2. The opposite of being the ideal is being your real self. You feel at ease in the knowledge that you don’t have to present some facade for other people’s benefit. All you have to do is be yourself. That feeling generates situations in which people invite and celebrate your authenticity.
3. The opposite of having to be perfect is being your unique self. Your uniqueness starts to bubble up as the pressure of perfectionism lifts. Uniqueness banishes your need to compare yourself against any standard. You walk into situations excited to share the gifts that are yours alone to give. People start to seek out your unique viewpoint and input.
When these feelings generate situations, peace within yourself is the result.
What Is Your Inner Self Clinging To?
Did you let yourself feel just now what it would be like to really relax and just be yourself? What happened?
Did you feel great, or did you feel a bit of reluctance? Or disbelief?
Did you even feel a little sick to your stomach?
Learned Distress is tenacious. You absorbed this stuff before you could even evaluate it, so your brain doesn’t even realize these feelings are bad for you.
Like a young child clinging to an abusive parent, your sense of self clings to your Learned Distress for dear life.
Your rational brain puts up a wall of resistance to change around your sense of self, in order to protect this “precious” survival mechanism. So, in order to get to that place of peace I described, you have to get your rational brain out of the way.
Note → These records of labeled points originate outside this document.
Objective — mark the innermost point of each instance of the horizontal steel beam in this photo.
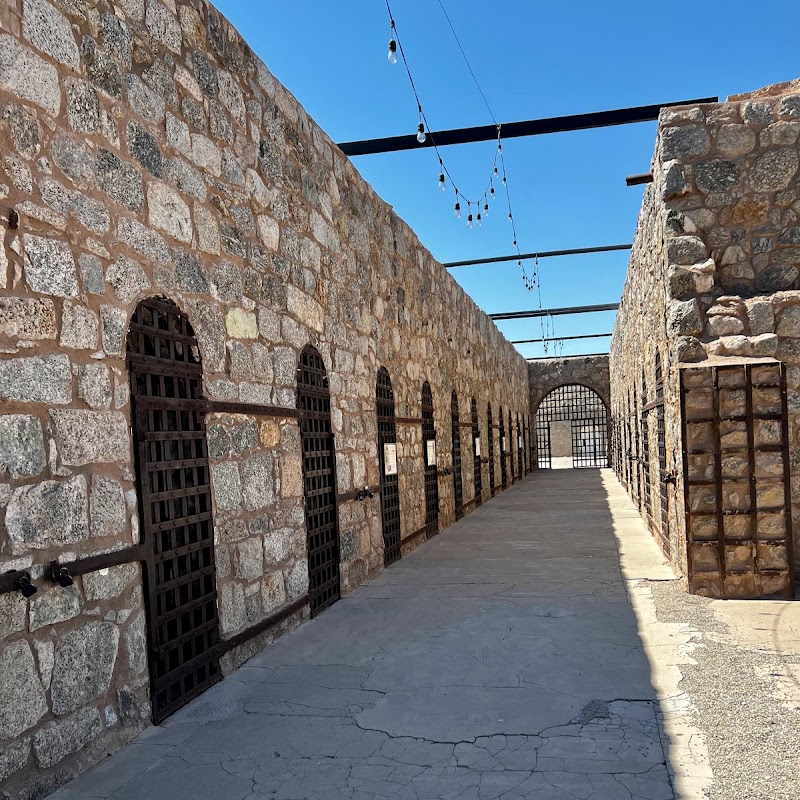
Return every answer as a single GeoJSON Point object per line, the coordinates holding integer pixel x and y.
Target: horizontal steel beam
{"type": "Point", "coordinates": [554, 312]}
{"type": "Point", "coordinates": [563, 338]}
{"type": "Point", "coordinates": [579, 355]}
{"type": "Point", "coordinates": [578, 251]}
{"type": "Point", "coordinates": [512, 130]}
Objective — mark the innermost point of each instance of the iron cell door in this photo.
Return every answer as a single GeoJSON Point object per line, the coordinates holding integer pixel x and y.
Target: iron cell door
{"type": "Point", "coordinates": [458, 491]}
{"type": "Point", "coordinates": [477, 473]}
{"type": "Point", "coordinates": [319, 480]}
{"type": "Point", "coordinates": [737, 489]}
{"type": "Point", "coordinates": [490, 440]}
{"type": "Point", "coordinates": [175, 513]}
{"type": "Point", "coordinates": [503, 448]}
{"type": "Point", "coordinates": [431, 470]}
{"type": "Point", "coordinates": [387, 458]}
{"type": "Point", "coordinates": [663, 478]}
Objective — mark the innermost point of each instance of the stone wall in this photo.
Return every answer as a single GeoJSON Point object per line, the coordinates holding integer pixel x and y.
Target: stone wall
{"type": "Point", "coordinates": [713, 276]}
{"type": "Point", "coordinates": [147, 152]}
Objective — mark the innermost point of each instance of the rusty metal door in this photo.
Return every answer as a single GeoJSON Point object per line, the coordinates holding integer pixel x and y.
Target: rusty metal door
{"type": "Point", "coordinates": [737, 490]}
{"type": "Point", "coordinates": [431, 469]}
{"type": "Point", "coordinates": [387, 449]}
{"type": "Point", "coordinates": [319, 480]}
{"type": "Point", "coordinates": [490, 454]}
{"type": "Point", "coordinates": [477, 475]}
{"type": "Point", "coordinates": [175, 512]}
{"type": "Point", "coordinates": [458, 492]}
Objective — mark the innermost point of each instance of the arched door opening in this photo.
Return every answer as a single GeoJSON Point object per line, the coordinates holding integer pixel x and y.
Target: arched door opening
{"type": "Point", "coordinates": [387, 462]}
{"type": "Point", "coordinates": [319, 480]}
{"type": "Point", "coordinates": [431, 469]}
{"type": "Point", "coordinates": [572, 429]}
{"type": "Point", "coordinates": [175, 513]}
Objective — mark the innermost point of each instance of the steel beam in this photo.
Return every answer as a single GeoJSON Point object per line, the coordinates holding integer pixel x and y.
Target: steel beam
{"type": "Point", "coordinates": [512, 130]}
{"type": "Point", "coordinates": [608, 248]}
{"type": "Point", "coordinates": [554, 312]}
{"type": "Point", "coordinates": [563, 338]}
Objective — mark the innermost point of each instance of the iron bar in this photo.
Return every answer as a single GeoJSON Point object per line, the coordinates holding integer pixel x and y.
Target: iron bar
{"type": "Point", "coordinates": [554, 312]}
{"type": "Point", "coordinates": [512, 130]}
{"type": "Point", "coordinates": [576, 251]}
{"type": "Point", "coordinates": [563, 338]}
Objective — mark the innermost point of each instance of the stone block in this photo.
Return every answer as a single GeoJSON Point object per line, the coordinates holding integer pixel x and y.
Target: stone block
{"type": "Point", "coordinates": [48, 514]}
{"type": "Point", "coordinates": [49, 267]}
{"type": "Point", "coordinates": [107, 511]}
{"type": "Point", "coordinates": [91, 437]}
{"type": "Point", "coordinates": [26, 76]}
{"type": "Point", "coordinates": [22, 698]}
{"type": "Point", "coordinates": [84, 663]}
{"type": "Point", "coordinates": [56, 740]}
{"type": "Point", "coordinates": [21, 445]}
{"type": "Point", "coordinates": [27, 318]}
{"type": "Point", "coordinates": [55, 605]}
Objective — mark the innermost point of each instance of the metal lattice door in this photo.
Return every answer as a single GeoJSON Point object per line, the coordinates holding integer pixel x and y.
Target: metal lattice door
{"type": "Point", "coordinates": [387, 443]}
{"type": "Point", "coordinates": [175, 512]}
{"type": "Point", "coordinates": [737, 488]}
{"type": "Point", "coordinates": [319, 480]}
{"type": "Point", "coordinates": [477, 476]}
{"type": "Point", "coordinates": [503, 453]}
{"type": "Point", "coordinates": [490, 454]}
{"type": "Point", "coordinates": [431, 469]}
{"type": "Point", "coordinates": [458, 493]}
Sleep makes that possible, because that is the only time when your rational brain is entirely shut down.
The three integral elements of Quanta Change give you the way to access your brain while you sleep and tell it exactly the Learned Distress you want it to unlearn. As layers peel off permanently, your well-being expands to take its rightful place as the automatic, generating force in your life.
So, What’s It Going to Be?
Worry, worry, worry?
Or, being at peace within yourself?
You didn’t get the choice early in life about the feelings you absorbed. But, you do have a choice now.
Not by controlling your thoughts or feelings. You already know that never works for long.
You have the choice to get rid of the source of your worry. . .for good.
I know it sounds hard to believe, but isn’t it worth exploring to see if it’s possible?
Isn’t it worth discovering that you can offer your unique gifts to the world with joy and excitement, rather than wasting your time worrying about what everyone thinks of you?